A voice: A judge is obeying the law.
Swamiji: I am coming to that. You must understand the law. (The Press Section has brought Swamiji's article under print for some instructions and it is discussed and disposed of by Swamiji).
(Turning to the gathering asked a devotee) Have you read the previous articles on Comparative Philosophy, which have been appearing in the D.L.S. monthlies?
Devotee: Yes, Swamiji.
Swamiji: Now, some philosopher says that this is the worst type of world imaginable. There can be nothing worse than this. Yet, other philosophers say there is nothing wrong with it. Everything is O.K. Who is right?
Devotee: Both of them are wrong Swamiji. They have not seen the other world.
Swamiji: Schopenhauer says that even imagination cannot reach a thing worse than what has been created in the world. If there is anything of 100% wretchedness, it is what is called this world. And the other man says nothing can be so grand and beautiful and perfect as this world. This is another man's mind.
Devotee: Schopenhauer is the one who wrote 'The World as Will'?
Swamiji: Whatever it is, he is the man who says the world is wretchedness, utter evil, and Leibnitz says that it is most perfect thing that God could ever have imagined.
Devotee: The beauty lies in the beholder's eyes. A judge is obeying a law and it is impersonal and we are trying to get protection from the law which also is impersonal. There is no contradiction in the two viewpoints of the action in the judge convicting the murderer.
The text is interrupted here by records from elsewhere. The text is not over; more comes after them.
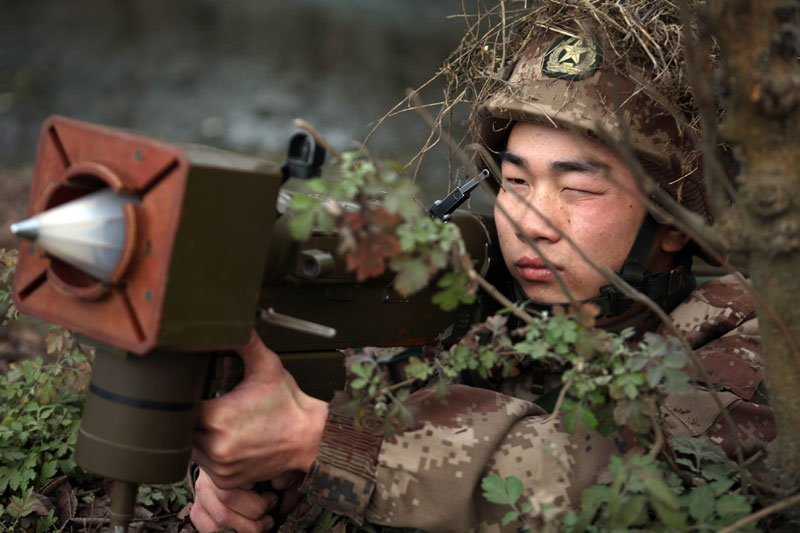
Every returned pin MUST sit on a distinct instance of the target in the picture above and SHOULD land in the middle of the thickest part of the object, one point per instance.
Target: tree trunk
(759, 84)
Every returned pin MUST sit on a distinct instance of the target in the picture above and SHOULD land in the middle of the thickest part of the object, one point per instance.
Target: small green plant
(167, 496)
(40, 407)
(507, 492)
(381, 226)
(8, 266)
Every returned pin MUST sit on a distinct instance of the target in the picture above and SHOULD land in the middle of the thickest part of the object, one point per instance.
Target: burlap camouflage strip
(342, 477)
(429, 477)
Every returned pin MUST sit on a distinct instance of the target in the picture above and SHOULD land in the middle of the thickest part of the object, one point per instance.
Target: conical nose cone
(88, 233)
(26, 229)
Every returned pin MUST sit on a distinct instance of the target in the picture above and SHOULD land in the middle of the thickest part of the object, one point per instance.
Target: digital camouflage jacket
(429, 477)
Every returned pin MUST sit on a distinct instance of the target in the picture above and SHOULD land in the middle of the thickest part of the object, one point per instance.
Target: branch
(766, 511)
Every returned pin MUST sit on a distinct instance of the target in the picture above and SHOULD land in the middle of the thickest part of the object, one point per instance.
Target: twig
(501, 299)
(561, 395)
(659, 443)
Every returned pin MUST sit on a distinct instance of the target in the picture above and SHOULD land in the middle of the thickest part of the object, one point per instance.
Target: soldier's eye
(515, 182)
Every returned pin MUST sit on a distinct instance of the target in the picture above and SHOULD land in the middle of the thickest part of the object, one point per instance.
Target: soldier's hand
(240, 508)
(262, 428)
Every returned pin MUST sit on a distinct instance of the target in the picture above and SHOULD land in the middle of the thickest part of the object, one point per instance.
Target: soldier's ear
(674, 240)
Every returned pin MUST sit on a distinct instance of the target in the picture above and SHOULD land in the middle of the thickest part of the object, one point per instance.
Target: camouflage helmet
(564, 81)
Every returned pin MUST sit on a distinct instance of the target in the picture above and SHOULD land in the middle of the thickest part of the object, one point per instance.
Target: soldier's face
(570, 180)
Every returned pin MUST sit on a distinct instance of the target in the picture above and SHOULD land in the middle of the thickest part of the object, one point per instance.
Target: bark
(759, 85)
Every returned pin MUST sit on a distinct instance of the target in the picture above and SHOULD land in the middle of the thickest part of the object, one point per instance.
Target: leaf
(588, 418)
(317, 186)
(676, 382)
(570, 420)
(302, 202)
(498, 490)
(48, 470)
(358, 383)
(669, 516)
(701, 503)
(733, 505)
(510, 517)
(659, 490)
(628, 513)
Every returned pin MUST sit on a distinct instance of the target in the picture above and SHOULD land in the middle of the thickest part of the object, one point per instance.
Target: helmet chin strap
(667, 289)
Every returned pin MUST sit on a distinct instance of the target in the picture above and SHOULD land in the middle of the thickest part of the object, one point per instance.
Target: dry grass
(642, 39)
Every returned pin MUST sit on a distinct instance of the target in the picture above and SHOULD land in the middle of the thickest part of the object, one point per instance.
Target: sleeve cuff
(342, 477)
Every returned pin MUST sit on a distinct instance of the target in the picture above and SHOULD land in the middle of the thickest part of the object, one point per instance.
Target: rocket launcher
(164, 253)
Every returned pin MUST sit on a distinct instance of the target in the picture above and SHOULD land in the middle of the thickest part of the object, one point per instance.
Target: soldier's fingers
(247, 503)
(225, 475)
(287, 479)
(291, 498)
(214, 515)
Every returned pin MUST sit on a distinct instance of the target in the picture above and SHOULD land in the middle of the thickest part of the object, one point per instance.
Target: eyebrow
(567, 165)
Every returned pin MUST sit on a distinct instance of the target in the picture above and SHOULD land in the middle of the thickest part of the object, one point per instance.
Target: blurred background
(232, 74)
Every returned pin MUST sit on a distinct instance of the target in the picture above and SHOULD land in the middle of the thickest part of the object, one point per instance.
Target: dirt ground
(24, 338)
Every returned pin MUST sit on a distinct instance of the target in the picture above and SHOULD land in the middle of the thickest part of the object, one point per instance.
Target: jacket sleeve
(430, 477)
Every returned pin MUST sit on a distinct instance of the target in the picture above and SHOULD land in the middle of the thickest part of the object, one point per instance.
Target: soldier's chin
(546, 296)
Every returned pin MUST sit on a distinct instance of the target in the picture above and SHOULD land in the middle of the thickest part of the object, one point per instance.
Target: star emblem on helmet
(571, 58)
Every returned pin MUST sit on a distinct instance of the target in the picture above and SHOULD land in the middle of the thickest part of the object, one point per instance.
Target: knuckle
(220, 451)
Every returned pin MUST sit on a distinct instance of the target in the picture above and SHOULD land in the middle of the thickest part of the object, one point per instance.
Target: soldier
(554, 130)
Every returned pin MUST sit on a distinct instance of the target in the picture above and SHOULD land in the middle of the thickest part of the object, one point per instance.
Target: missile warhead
(87, 233)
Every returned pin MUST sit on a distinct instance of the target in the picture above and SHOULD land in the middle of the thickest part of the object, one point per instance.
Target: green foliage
(507, 492)
(381, 226)
(643, 494)
(8, 265)
(175, 494)
(40, 406)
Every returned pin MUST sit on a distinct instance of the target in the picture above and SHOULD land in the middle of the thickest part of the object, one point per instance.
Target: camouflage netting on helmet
(642, 41)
Swamiji: But you are not understanding it fully. You are only trying to get protection but are not getting it. Because only if you know the law, if you understand it, will you be able to collaborate with it. Then it protects you. God is a Cosmic Being. His vision is cosmic. It does not get involved with the particular, the empirical. Whenever there is an imbalance in the Cosmos, He corrects the imbalance. Such corrections invariably bring about a counter-effect in the cosmos. God has no motive with reference to an individual personality of the empirical world. (Messengers and papers. These are attended to and disposed of. And Swamiji continues to talk as if there is no interruption.) You see in some countries they have a law that you should not spit on the road. A man who does not know that such a low exists spits on the road. The policeman catches him and the man is given punishment as per the law. The policeman is not your enemy nor the law. You did not understand and collaborate with the law, and so got punished. Now for this who is responsible? Only you. It is just a law operating. Of course, you can say that the Government that made the law is responsible for your punishment, but the Government again is an impersonal thing.
This morning all the while there has been a lot of traffic noise coming from the road: the piercing sound of a variety of motor horns has been a din all the while. It is the Badrinath gate time, between 10 to 11 A.M. There is always so much noise from this traffic. Every driver wants to get ahead of the other. There is also a necessity to warn the people on the road, of course. These drivers drive so fast.
Devotee: In other countries, there are laws to regulate the speed and severe punishment for transgressing them. Use of horns is also forbidden except to avert an accident.
Ashramite: But the Government also provides facilities to help the drivers by way of good roads and such laws....
Devotee: Why doesn't this Government also make these laws?
Swamiji: God didn't give them the brains to make it (laughs). Anyhow, for everything He alone is to be blamed. Is it not? (Laughs. Addressing a young Italian couple): Any difficulties in your mind?
Visitor: None for the moment.
A voice: There are no barriers in their meditation. Is that what they mean?
Swamiji: You can't easily meditate like that without any barrier, as you put it. First there is the ego which will not give up its duality. Then your health becomes an obstacle. Patanjali has recounted them all in his Sutras. But once you get over them, you feel the whole cosmos is yours. For God has no barriers. When you pass a needle through a pack of rose petals, you feel it has not taken any time to pierce through them and this fast pace of the needle makes you think that a revolution has taken place; but it is only evolution that was there, and yet the needle has pierced through every single petal. It is like that in meditation also. Even if you are not conscious of the barriers being overcome, there are barriers and you have to pass through every level of experience; not a sudden revolutionary leap, but a steady progress from stage to stage. In the case of adepts of meditation, it looks as if they reach straight to Samadhi. But there is no short-cut to meditation, however quickly it might be reached. It is the unfoldment, progressively of the layers of your personality towards the centre of Reality - the Atman. You may call it the stepping over or transcending the layers of your personality, one by one without missing a single step, however small and however fast the progress is.
Namaskar, thank you for giving me darshan. Hari Om!